Just got the old girl on the road and I'm having a couple problems going I can get some advise.. Here's what it is.. 8ba, stock rebuild, 97 carb rebuilt by a repuatble guy here on the HAMB, bubba points dizzy, and other than that its stock stuff... Set the timing at Tdc, idles great, take off down the road and she does good until you accelerate and it breaks up terrible.. Back off and again perfect.. Just checked all the wires and the points and all seems okay.. Also don't know if it's related but the passenger side header has "blued".. Another question is, I filled the radiator to the top, it has an offset neck, and it keeps pushing water out of the overflow.. I can't see the level.. Is there a way to keep a check on the level? Thanks for any help!!
If memory serves me, Bubbas dizzy likes about 20 degrees of advance, which is close to 1" to the right of the timing mark on your pulley. Set it there and your stumble/breakup, should go away if your problem is distributor related. At least you know the timing will be right.
Tom,try bumping the advance on the distributor a little it might help,,BTW,the car looks great,I know your Dad is smiling down on you! HRP
I fill my flathead radiator to the top of the core (about 1/2" over) and leave room for expansion in the top of the radiator. Use a 7# cap. That's about it!
Play with the timing. The mark is usually off a bit and you have to find the sweet spot. Is it the chevy conversion bubba dist? If not, is your advance working off the vac?
stock 97.?...my 8BA need two of them..way back I bought two rebuilds from 97 heaven...didn't want to change the intake..took the 94 off and put the 97 on..just as you're saying..and had to play with the throttle to get up to speed...??
If it has a stock 8BA dist in it, I believe it requires a special vacuum advance port found on the 94 style carb that it came with. It's not your average vacuum port. Your 97 won't have that. I know it can be an issue with dual carbs. I lucked out and got an old mechanical advance Mallory dist. when I built mine. My radiator was stock 32 and not pressurized. I just filled it up to the top and let it warm up. Some coolant would come out of the overflow as it got up to temp. When it cools down the level goes down. I kept an eye on the temp gauge if after a year or so it started to get up above 185, I'd repeat the process and it immediately went back to normal. It never was a problem. As long as it never got hot and it never did, I never worried about it. If I were you I wouldn't either.

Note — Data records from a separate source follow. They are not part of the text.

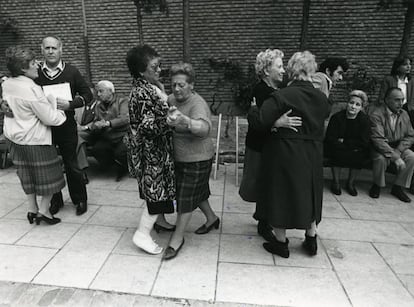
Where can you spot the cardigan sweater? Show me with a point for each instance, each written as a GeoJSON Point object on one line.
{"type": "Point", "coordinates": [33, 113]}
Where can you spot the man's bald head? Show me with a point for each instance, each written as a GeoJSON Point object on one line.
{"type": "Point", "coordinates": [52, 50]}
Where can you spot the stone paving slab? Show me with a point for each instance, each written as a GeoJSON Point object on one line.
{"type": "Point", "coordinates": [365, 254]}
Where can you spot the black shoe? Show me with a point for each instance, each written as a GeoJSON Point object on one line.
{"type": "Point", "coordinates": [206, 229]}
{"type": "Point", "coordinates": [336, 188]}
{"type": "Point", "coordinates": [121, 171]}
{"type": "Point", "coordinates": [374, 191]}
{"type": "Point", "coordinates": [310, 245]}
{"type": "Point", "coordinates": [266, 231]}
{"type": "Point", "coordinates": [398, 192]}
{"type": "Point", "coordinates": [47, 220]}
{"type": "Point", "coordinates": [158, 228]}
{"type": "Point", "coordinates": [350, 188]}
{"type": "Point", "coordinates": [277, 248]}
{"type": "Point", "coordinates": [81, 208]}
{"type": "Point", "coordinates": [31, 217]}
{"type": "Point", "coordinates": [55, 207]}
{"type": "Point", "coordinates": [171, 253]}
{"type": "Point", "coordinates": [85, 178]}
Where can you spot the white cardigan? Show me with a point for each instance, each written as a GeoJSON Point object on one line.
{"type": "Point", "coordinates": [33, 113]}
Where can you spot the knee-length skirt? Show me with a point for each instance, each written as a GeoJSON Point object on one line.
{"type": "Point", "coordinates": [192, 184]}
{"type": "Point", "coordinates": [38, 168]}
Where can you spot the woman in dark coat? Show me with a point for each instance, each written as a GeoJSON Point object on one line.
{"type": "Point", "coordinates": [347, 141]}
{"type": "Point", "coordinates": [270, 71]}
{"type": "Point", "coordinates": [291, 174]}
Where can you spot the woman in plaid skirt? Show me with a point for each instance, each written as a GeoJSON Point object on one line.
{"type": "Point", "coordinates": [193, 153]}
{"type": "Point", "coordinates": [29, 133]}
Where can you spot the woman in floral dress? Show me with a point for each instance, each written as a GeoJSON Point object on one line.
{"type": "Point", "coordinates": [149, 143]}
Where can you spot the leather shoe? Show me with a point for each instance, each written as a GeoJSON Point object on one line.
{"type": "Point", "coordinates": [206, 229]}
{"type": "Point", "coordinates": [398, 192]}
{"type": "Point", "coordinates": [350, 188]}
{"type": "Point", "coordinates": [336, 188]}
{"type": "Point", "coordinates": [310, 245]}
{"type": "Point", "coordinates": [374, 191]}
{"type": "Point", "coordinates": [158, 228]}
{"type": "Point", "coordinates": [277, 248]}
{"type": "Point", "coordinates": [171, 253]}
{"type": "Point", "coordinates": [81, 208]}
{"type": "Point", "coordinates": [56, 203]}
{"type": "Point", "coordinates": [265, 230]}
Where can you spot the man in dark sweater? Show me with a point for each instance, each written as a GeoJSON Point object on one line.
{"type": "Point", "coordinates": [107, 129]}
{"type": "Point", "coordinates": [54, 71]}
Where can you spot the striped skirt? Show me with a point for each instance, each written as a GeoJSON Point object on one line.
{"type": "Point", "coordinates": [38, 168]}
{"type": "Point", "coordinates": [192, 184]}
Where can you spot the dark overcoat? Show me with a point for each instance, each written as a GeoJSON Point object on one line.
{"type": "Point", "coordinates": [291, 174]}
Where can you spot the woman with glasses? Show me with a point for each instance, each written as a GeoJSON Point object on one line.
{"type": "Point", "coordinates": [149, 144]}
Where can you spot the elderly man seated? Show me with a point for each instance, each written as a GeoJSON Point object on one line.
{"type": "Point", "coordinates": [392, 137]}
{"type": "Point", "coordinates": [107, 129]}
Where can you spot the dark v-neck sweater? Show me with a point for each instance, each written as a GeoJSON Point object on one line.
{"type": "Point", "coordinates": [77, 83]}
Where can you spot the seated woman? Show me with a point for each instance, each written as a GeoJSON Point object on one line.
{"type": "Point", "coordinates": [347, 141]}
{"type": "Point", "coordinates": [30, 136]}
{"type": "Point", "coordinates": [193, 153]}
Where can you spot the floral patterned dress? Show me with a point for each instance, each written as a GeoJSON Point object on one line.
{"type": "Point", "coordinates": [150, 146]}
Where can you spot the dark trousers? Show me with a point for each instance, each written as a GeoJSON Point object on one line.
{"type": "Point", "coordinates": [105, 149]}
{"type": "Point", "coordinates": [107, 152]}
{"type": "Point", "coordinates": [65, 137]}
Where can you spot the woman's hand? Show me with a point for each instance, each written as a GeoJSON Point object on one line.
{"type": "Point", "coordinates": [5, 108]}
{"type": "Point", "coordinates": [175, 118]}
{"type": "Point", "coordinates": [289, 122]}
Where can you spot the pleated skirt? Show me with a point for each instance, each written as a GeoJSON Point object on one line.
{"type": "Point", "coordinates": [38, 168]}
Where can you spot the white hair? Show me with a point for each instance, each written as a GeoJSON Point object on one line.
{"type": "Point", "coordinates": [107, 84]}
{"type": "Point", "coordinates": [265, 59]}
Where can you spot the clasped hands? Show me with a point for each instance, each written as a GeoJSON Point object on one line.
{"type": "Point", "coordinates": [289, 122]}
{"type": "Point", "coordinates": [177, 119]}
{"type": "Point", "coordinates": [98, 125]}
{"type": "Point", "coordinates": [399, 163]}
{"type": "Point", "coordinates": [62, 104]}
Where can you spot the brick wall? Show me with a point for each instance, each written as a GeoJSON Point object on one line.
{"type": "Point", "coordinates": [236, 29]}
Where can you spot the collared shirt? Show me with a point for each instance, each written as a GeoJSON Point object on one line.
{"type": "Point", "coordinates": [402, 85]}
{"type": "Point", "coordinates": [322, 82]}
{"type": "Point", "coordinates": [52, 72]}
{"type": "Point", "coordinates": [393, 118]}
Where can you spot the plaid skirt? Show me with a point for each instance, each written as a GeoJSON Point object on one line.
{"type": "Point", "coordinates": [192, 184]}
{"type": "Point", "coordinates": [38, 168]}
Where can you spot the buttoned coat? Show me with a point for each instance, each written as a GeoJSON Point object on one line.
{"type": "Point", "coordinates": [384, 138]}
{"type": "Point", "coordinates": [291, 172]}
{"type": "Point", "coordinates": [392, 81]}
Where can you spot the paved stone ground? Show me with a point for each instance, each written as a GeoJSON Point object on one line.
{"type": "Point", "coordinates": [366, 253]}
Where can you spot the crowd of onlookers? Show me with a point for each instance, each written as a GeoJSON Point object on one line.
{"type": "Point", "coordinates": [164, 140]}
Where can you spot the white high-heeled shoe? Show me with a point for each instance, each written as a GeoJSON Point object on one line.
{"type": "Point", "coordinates": [146, 243]}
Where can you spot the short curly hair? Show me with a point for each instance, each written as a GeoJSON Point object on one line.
{"type": "Point", "coordinates": [301, 66]}
{"type": "Point", "coordinates": [138, 57]}
{"type": "Point", "coordinates": [18, 58]}
{"type": "Point", "coordinates": [184, 69]}
{"type": "Point", "coordinates": [361, 95]}
{"type": "Point", "coordinates": [265, 59]}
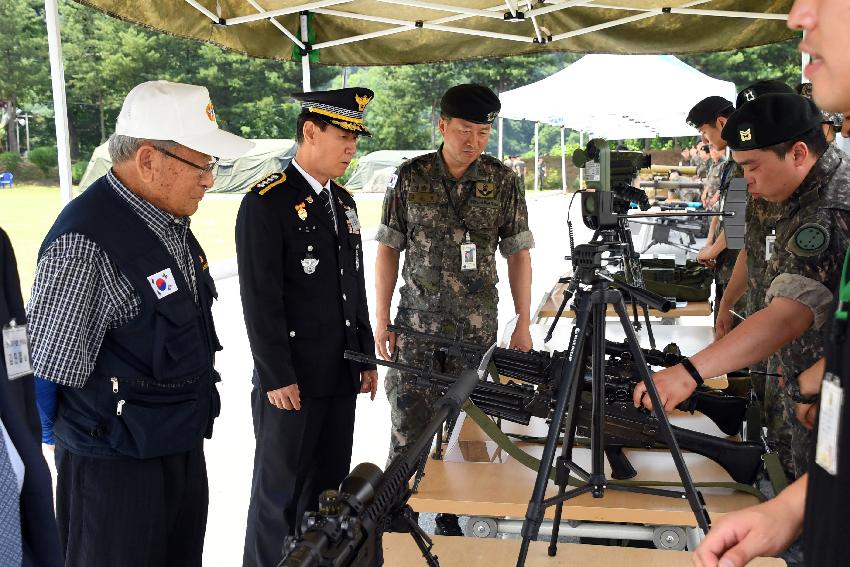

It is the chevy with no vacuum advance.. I reset it like the first reply said.. It's a whole lot better but probably not quite there.. I can't see the top of the core on the radiator.. It seems to have stopped... I just drove it about 20 miles and it runs pretty good... Loud!! I put a couple 2 foot extensions on the headers just to work out the bugs this weekend...
seems to me the others have you going in the right direction to solve your problem, so all im gonna say is... i really like your car.
Me thinks they look good either way... Here's my old man in the 50's... Tha guy I owe the credit for teaching me the little bit I've figured out!! With or without??? Who knowshttp://emob792.photobucket.com/albums/yy201/sbc78bu/old%20pics/1121152.jpg
No!!! He's the guy in the middle.... The 34 5 window.. I don't know who the guy with the bowtie is...
I love the car, you done good. If you have Champion spark plugs, they can cause a miss above about 3200. I used NGK's in my flatty and it ran great to 4800 with no other changes. I used 6 degrees initial, and a total of 26 at 2000 engine RPM.
I use NGK spark plugs. I wanted to use Champion but they would quit working after a few hundred miles. The car is in town now so I can not give you a spark plug number. Somebody will chime in with the number. Like your hot rod.
Still at it... had this thing running beautiful saturday night and sunday... Took it to work 15 miles and broke down 4x.. found that the coil with the built in resistor was wired backwards.. my bad, switched it, and now sometimes the car runs good, but most of the time it breaks up real bad like a timing miss, breaking up out of the exhaust. I ohmed out the coil 3.9ohms, im lost now... is a coil either good or bad or can it break down?
O'Reilleys stocked the correct NGK plug about three years ago. I have since sold the car, but my rusty old brain says B6L gapped to .030 This with a MOPAR ignition. I had the same trouble with champions in my Y block. NGK is the only way to go.
Just an idea, but I had an ingition switch go bad that drove me crazy for about a year. Car done similar things like you discribed. I screwed with the carb and timing, changed out points, coil and condenser but it still would "lope" on me going down the road like it had a slight miss. Finally the ignition switch died all together so I hot wired around it and the car never ran better or had more power.